# ISO Toy Poodle in the Northeast



## EmmalLouEllen (May 12, 2020)

Hello, I’m a first time poster but have been lurking for a little while. We currently have a 14yo mini poodle named Emma. We lost our mini boy about two years ago and are currently looking to add a toy poodle puppy to the family.

Unfortunately, I am attempting to find a puppy sooner rather than later as my family are all currently WFH for the next couple months which is obviously ideal for a new puppy

I’ve been looking for a decent breeder who also isn’t charging more than about $1500, but am not finding many options in the Northeast region. I’m doing my best to balance quality puppy with price and I’m willing to travel within the entire northeast region for the right puppy, but I’m coming up short. Any breeder suggestions would be greatly appreciated, or please feel free to tell me if I’m off base for thinking I’ll be able to find a puppy for $1500.
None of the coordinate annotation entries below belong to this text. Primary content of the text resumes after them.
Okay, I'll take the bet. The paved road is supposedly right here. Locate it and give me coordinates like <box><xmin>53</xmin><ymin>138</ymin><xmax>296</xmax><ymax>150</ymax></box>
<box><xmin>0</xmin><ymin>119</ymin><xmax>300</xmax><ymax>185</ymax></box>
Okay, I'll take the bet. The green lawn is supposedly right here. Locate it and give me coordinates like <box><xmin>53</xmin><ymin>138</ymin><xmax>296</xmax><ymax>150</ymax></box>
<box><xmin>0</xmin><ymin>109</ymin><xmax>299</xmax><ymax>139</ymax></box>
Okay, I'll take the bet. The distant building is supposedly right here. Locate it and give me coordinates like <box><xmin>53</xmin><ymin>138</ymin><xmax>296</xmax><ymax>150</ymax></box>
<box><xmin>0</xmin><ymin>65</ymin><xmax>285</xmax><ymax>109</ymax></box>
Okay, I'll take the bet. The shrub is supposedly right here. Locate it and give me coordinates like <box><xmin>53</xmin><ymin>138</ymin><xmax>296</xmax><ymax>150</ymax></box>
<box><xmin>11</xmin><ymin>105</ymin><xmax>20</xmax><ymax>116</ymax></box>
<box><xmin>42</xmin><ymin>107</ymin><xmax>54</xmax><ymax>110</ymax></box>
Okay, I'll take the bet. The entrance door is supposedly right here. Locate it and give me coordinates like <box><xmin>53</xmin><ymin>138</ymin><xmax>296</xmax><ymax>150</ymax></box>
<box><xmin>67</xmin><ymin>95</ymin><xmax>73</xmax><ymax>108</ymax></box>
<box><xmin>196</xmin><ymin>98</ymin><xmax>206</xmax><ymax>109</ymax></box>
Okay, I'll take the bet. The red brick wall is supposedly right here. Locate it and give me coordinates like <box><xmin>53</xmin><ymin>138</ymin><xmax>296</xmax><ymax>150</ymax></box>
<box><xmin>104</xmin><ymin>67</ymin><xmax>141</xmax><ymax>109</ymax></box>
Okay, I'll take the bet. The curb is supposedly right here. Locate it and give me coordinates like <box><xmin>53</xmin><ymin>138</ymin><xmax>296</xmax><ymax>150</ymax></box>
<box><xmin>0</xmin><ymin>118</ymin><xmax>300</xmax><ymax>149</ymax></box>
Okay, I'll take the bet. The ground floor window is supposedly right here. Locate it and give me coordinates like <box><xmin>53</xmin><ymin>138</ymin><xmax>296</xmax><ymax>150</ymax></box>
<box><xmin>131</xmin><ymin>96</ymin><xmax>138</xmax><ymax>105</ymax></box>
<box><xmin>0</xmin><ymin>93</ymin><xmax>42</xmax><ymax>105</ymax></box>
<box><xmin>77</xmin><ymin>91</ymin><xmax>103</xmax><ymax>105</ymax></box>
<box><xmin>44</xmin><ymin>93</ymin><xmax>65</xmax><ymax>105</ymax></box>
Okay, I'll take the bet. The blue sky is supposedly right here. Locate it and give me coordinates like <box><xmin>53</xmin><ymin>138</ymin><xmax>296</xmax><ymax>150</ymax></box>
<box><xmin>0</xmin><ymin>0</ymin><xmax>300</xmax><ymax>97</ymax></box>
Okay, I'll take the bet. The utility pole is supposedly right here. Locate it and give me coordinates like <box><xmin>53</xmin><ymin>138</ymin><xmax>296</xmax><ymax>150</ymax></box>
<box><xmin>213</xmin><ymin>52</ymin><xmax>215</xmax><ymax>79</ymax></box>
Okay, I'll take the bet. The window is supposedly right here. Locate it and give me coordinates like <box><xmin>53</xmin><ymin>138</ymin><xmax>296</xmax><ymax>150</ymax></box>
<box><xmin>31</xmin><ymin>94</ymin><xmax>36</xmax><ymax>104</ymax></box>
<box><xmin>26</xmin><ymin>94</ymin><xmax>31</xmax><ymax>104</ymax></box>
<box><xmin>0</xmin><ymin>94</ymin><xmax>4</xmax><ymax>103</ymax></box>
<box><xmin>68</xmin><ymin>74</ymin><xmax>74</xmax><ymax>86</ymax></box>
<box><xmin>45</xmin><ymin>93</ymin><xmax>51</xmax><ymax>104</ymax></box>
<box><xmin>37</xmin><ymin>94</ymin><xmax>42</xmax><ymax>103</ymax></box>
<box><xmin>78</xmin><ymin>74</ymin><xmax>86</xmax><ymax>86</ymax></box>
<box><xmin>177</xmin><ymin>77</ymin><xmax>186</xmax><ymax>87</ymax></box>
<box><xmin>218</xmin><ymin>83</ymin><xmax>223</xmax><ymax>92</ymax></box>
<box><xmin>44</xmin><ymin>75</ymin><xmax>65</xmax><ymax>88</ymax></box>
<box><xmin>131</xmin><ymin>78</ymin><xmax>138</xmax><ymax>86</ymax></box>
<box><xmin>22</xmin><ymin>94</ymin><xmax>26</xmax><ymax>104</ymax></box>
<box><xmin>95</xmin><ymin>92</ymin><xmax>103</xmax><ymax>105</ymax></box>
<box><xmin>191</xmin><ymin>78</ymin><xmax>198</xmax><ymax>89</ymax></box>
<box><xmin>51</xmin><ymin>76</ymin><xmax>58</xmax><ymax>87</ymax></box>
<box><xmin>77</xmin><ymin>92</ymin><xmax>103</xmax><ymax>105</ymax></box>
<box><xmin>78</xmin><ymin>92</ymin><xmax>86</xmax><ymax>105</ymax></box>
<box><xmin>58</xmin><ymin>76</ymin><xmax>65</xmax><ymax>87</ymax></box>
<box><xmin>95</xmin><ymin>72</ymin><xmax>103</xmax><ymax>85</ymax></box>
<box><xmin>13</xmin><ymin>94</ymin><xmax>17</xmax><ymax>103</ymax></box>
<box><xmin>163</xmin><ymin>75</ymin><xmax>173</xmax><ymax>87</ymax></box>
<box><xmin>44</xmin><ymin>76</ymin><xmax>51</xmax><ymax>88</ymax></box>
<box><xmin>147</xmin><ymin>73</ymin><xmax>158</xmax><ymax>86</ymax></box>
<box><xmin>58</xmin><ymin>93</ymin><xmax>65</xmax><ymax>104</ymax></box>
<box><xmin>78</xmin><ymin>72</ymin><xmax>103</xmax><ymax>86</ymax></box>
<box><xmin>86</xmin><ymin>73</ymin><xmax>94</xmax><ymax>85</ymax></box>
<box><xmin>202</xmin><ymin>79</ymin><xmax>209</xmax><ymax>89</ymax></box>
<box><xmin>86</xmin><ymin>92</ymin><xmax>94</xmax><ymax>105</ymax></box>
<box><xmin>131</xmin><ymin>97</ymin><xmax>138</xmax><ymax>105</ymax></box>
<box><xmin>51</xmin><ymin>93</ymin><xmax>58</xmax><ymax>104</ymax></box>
Thanks for reading and your help.


----------



## lily cd re (Jul 23, 2012)

I don;t know about his prices but think the best tpoo breeder in the Northeast is Rod of Rodells' toy poodles in Connecticut. I don't know him well but have seen him with dogs he was showing at places like Quinnipiac Poodle club and met the dogs and find them to have lovely personalities and to be very nicely built. If yo want more direct infor on him and his dogs talk to twyla a member here. Her Leonard is a boy from Rod who is a show prospect who went over size.


----------



## EmmalLouEllen (May 12, 2020)

Thanks for the recommendation, I’ll give them a call.


----------



## twyla (Apr 28, 2010)

EmmalLouEllen said:


> Hello, I’m a first time poster but have been lurking for a little while. We currently have a 14yo mini poodle named Emma. We lost our mini boy about two years ago and are currently looking to add a toy poodle puppy to the family.
> 
> Unfortunately, I am attempting to find a puppy sooner rather than later as my family are all currently WFH for the next couple months which is obviously ideal for a new puppy
> 
> ...


I paid $2500 for my Leonard from Rodell's, he is worth every penny supper healthy and a good temperament. There is also Silverbirch in Hamilton NY, she does all the right things. I do not think you will be able to find a puppy for $1500 especially these days,


----------